According to several, Kline's most recognisable style resulted from a compliment made to him by his buddy and creative influence, Willem de Kooning. Elaine de Kooning's wife Elaine gave a romanticized version of the incident, saying that de Kooning advised an artistically ill Kline to draw a sketch onto the wall of his studio in 1948 using a Bell-Opticon projector.Kline described the projection as such:
"A four-by-five inch black drawing of a rocking chair [...] loomed in massive black strokes that destroyed any image, and the strokes have grown as entities separate from any entity but in the presence of their own."

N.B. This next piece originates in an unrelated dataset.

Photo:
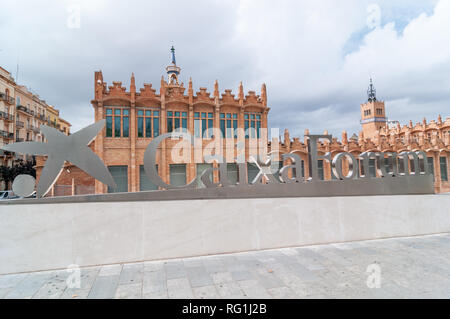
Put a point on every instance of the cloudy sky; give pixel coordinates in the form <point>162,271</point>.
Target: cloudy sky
<point>316,57</point>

It was then that Kline devoted himself to large-scale abstract art and began to produce his own brand of Abstract Expressionism, as Elaine de Kooning says. However, even though Willem de Kooning recalls that Kline "delved into abstraction "all of a sudden," he admits that it took him a long time," he continues to say that "Franz had a dream, but it takes a long time to work it out." Kline's bushstrokes became completely non-representative, elastic, and dynamic over the next two years. Also at this time, Kline began painting only in black and white. "I paint the white as well as the black, and the black is just as important," he explained how his monochrome palette was supposed to depict negative and positive space. His use of black and white is very similar to paintings created by de Kooning and Pollock in the 1940s. Through his friendship with the Japanese avant-garde calligraphy company Bokujinkai and its chief Morita Shiryu, Kline's black and white paintings also appear to have references to Japanese calligraphy, although Kline later denied that connection.
On October 16, 1950, the first one-man exhibition in Kline took place at 63 East 57th Street, the first one-man exhibition. Eleven abstract paintings were on display. In Leda, color was a special feature in the paintings: brown underpainting along the bottom of Nijinsky and fleeting hints of green. The paintings displayed a variety of styles and moods, but they all had one defining feature: Kline's signature style of black on white. Kline had described himself as a "black and white guy" three years ago in London, but not until this show, did the accuracy of this period become apparent to others. Kline was dubbed the "black and white artist" by Kline's fame and concrete style, a brand that remained with the artist and who would occasionally be bound by. Kline's first one-man exhibition was a pivotal event in his career, marking the transition from start to end of Kline's major contribution as an abstract artist. Kline had a personal style at forty years old that he had already mastered. There were no legitimate ways for Kline to further his probe; he only had the ability to imitate the style he had already mastered. For Kline's continued development, there was only one logical course to go: back to color, the direction he was headed at the time of his premature death from heart disease.
Kline began working with more complex chiaroscuro in the late 1950s, rather than concentrating on a narrow monochromatic palette. Through vivid accents in his black and white paintings, the artist reintroduced color in his art in 1958. When Kline died in 1962, this return to color-use was still in existence.